Au-delà des séquelles liées aux violences, quelles sont les conséquences des actes de ces artistes sur la carrière des femmes artistes qu’ils côtoient ?
Les grands artistes masculins, mais plus largement le monde de l’art tout entier, ont broyé de nombreuses femmes talentueuses. Dans son essai Le Génie lesbien (Grasset, 2020), l’élue municipale de Paris (Paris en Commun-Écologie pour Paris) et militante féministe Alice Coffin dénonce le monopole masculin sur la production artistique : les hommes artistes se défendent entre eux et protègent leurs œuvres. On l’a encore vu récemment avec l’affaire Bastien Vivès, quand ses collègues dessinateurs sont montés au créneau pour l’aider.
Alice Coffin parle également des « œuvres manquantes » : celles qui n’ont tout simplement pas pu exister ou ont été peu conservées. C’est le cas, par exemple, pour Jo Hopper, une peintre états-unienne de talent, portraitiste de scènes de la vie quotidienne et des grands espaces de son pays. Petit à petit, son mari, Edward Hopper a restreint son art, car il l’obligeait à peindre uniquement depuis sa chambre et avait fait d’elle son impresario. Lorsqu’elle est morte, en 1968, les tableaux du couple ont été légués au Whitney Museum à New York qui a précieusement conservé les œuvres d’Edward mais détruit une partie des celles de Jo. On a découvert il y a peu que quelques toiles avaient été gardées dans le sous-sol du musée, mais qu’elles étaient en très mauvais état.

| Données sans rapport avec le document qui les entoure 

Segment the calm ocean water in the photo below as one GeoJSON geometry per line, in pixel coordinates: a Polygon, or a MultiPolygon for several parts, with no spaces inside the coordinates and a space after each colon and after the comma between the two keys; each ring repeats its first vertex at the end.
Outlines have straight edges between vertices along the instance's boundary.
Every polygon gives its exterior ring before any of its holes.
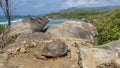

La difficulté à contextualiser les œuvres et à critiquer les comportements des artistes est-elle une spécificité française ?
Il reste, en France, un gros travail de démystification à entreprendre. Depuis l’époque des Lumières, au xviie siècle, la critique vénère sans aucune nuance des « génies nationaux » remplis de fierté et d’arrogance. Après la sortie de mon podcast sur Picasso, beaucoup de personnes travaillant dans le monde de l’art et de l’enseignement m’ont confié leur volonté de changer les narrations. Plusieurs professeur·es d’espagnol m’ont expliqué s’être mis à parler différemment de Guernica. Ce tableau était une commande pour l’Exposition internationale de Paris, en 1937. Picasso n’avait encore rien peint, car il avait horreur des commandes. C’est Dora Maar, sa compagne, qui lui aurait suggéré de s’emparer de cet épisode de la guerre civile survenu quelques jours plus tôt au Pays basque.
« Cinquante ans après la mort de Picasso, les musées français continuent de monter des exposition très élogieuses »
Mais il y a encore beaucoup de résistances du côté de ce que la journaliste Sophie Chauveau (Picasso, le Minotaure, Folio, 2020) appelle « la firme Picasso », qui comprend notamment le musée Picasso à Paris. Après la parution de nos travaux respectifs, Cécile Debray, la directrice du musée, a expliqué que nous abordions l’œuvre « de manière frontale et univoque ». Sans répondre sur le fond, le musée a organisé deux expositions dans lesquelles des artistes femmes – Orlan et Faith Ringgold – réinterprétaient l’œuvre de Picasso.
C’est assez représentatif de la puissance de la lignée Picasso : les questions financières demeurent reines et cadenassent toute la communication officielle. Ses tableaux continuent de se vendre très cher et les expositions attirent toujours autant de spectateur·ices.
Concrètement, pouvons-nous imaginer une autre manière de regarder et d’enseigner les œuvres de Picasso aujourd’hui ?
Cinquante ans après sa mort, les musées français continuent de monter des expositions très élogieuses, ce qui n’est pas le cas aux États-Unis, où le monde de l’art est beaucoup plus en avance. Là-bas, la journalise Arianna Huffington enquête sur Picasso depuis les années 1980. Et cette année, le Brooklyn Museum organise une exposition dirigée par l’humoriste lesbienne australienne Hannah Gadsby qui réévalue la production artistique de l’artiste à travers un prisme féministe.
Un autre exemple à suivre serait celui de l’exposition « Why are you angry ? » organisée à Berlin en 2022. Elle présentait le travail de Gauguin au prisme de la colonisation, du regard blanc et de la fétichisation des femmes colonisées. Étonnamment, l’exposition n’a pas été prise par le musée d’Orsay, qui conserve de nombreuses œuvres de l’artiste en France. Il reste encore beaucoup de travail à faire pour que les conservateur·ices français·es nous proposent un regard politisé sur les artistes.